夜も更けた学園の領地内は静かで、草むらで鳴く虫や、遠くの道路を走る車のエンジン音が微かに聞こえるのみ。人の姿はなく、昼間と比べるととてもさみしい。その代わり、一日を無事に終えた生徒が帰っていく寮だけが明るく、賑わいを見せている。
窓からこぼれる明り。それを避けて女子寮とフェンスの間をくぐり抜ける怪しい影が蠢く。
「……」
それは物音を立てずに進み、ぴたりとある窓の下で止まった。向こう側から聞こえる女子生徒の声と、衣擦れの音。
口元が緩み、それはしまらなくいやらしい笑みを浮かべる。
「くっくっく……。今日も大漁のようじゃな」
影−−境は、自分の幸運に感謝して、掌をすり合わせる。
この場所は、何度も失敗を繰り返し−男子寮の風呂を覗いてしまった事もある−ようやく見つけた絶好の覗き場所だ。下手な事をしない限り、見つかる心配はない。
つばを飲み込み、境はゆっくりとつま先を立てはじめる。だんだんと視界が上がり、窓の向こうにある天国が近づいてきた。
深まる笑みに、皺がますます増える。
その時、
「−−むッ?」
風が何の前触れもなく吹いた。それは爪先立ちの境の体勢を崩させ、容赦なくガラス窓を叩く。大きな音に、女子生徒は一斉に外を見た為、境は慌てて頭を下げた。
「そこまでです」
境の鼻先にモップが突き付けられた。自分自身で使い込んできたその異臭に、思わず鼻を摘んで見上げると、そこには一番会いたくなかった人物がこちらを見下ろしていた。
「……ひ、緋勇ッ」
「何、やってるんです?」
モップを片手に、弥幸は冷ややかな微笑をたたえている。自分の楽しみを悉く奪っていく怖い怖い同僚に、境は肩を縮めた。まさか、ここまでやってくるとは思わなかった。
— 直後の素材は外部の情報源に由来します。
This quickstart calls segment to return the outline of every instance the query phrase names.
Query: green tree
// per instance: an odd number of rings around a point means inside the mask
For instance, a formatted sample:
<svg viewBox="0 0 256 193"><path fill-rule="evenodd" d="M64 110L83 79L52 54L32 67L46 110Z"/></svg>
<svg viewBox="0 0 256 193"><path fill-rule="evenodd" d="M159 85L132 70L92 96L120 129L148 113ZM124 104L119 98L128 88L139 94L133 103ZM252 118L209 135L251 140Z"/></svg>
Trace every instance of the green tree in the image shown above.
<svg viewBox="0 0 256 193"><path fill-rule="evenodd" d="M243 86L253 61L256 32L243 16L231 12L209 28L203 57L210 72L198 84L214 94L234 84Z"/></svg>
「まだ、仕事が残っているのに、どうしてこんな所にいるんです?」
壮絶に綺麗な笑みが逆に恐ろしい。境は後ずさり逃げようとするが、その分弥幸が前に出る。一向に、縮まりも広がりもしない距離。
「どうして、逃げるんですか?」
「お……、おお、お主が追ってくるからじゃ」
「貴方が、こんな所に来るからでしょう?」
「それは、生徒の安全をだなァ……、……ひィ!」
弥幸が無造作にモップを振り上げ、境の顔面をすれすれに掠めさせる。その眉間に微かな皺が寄った。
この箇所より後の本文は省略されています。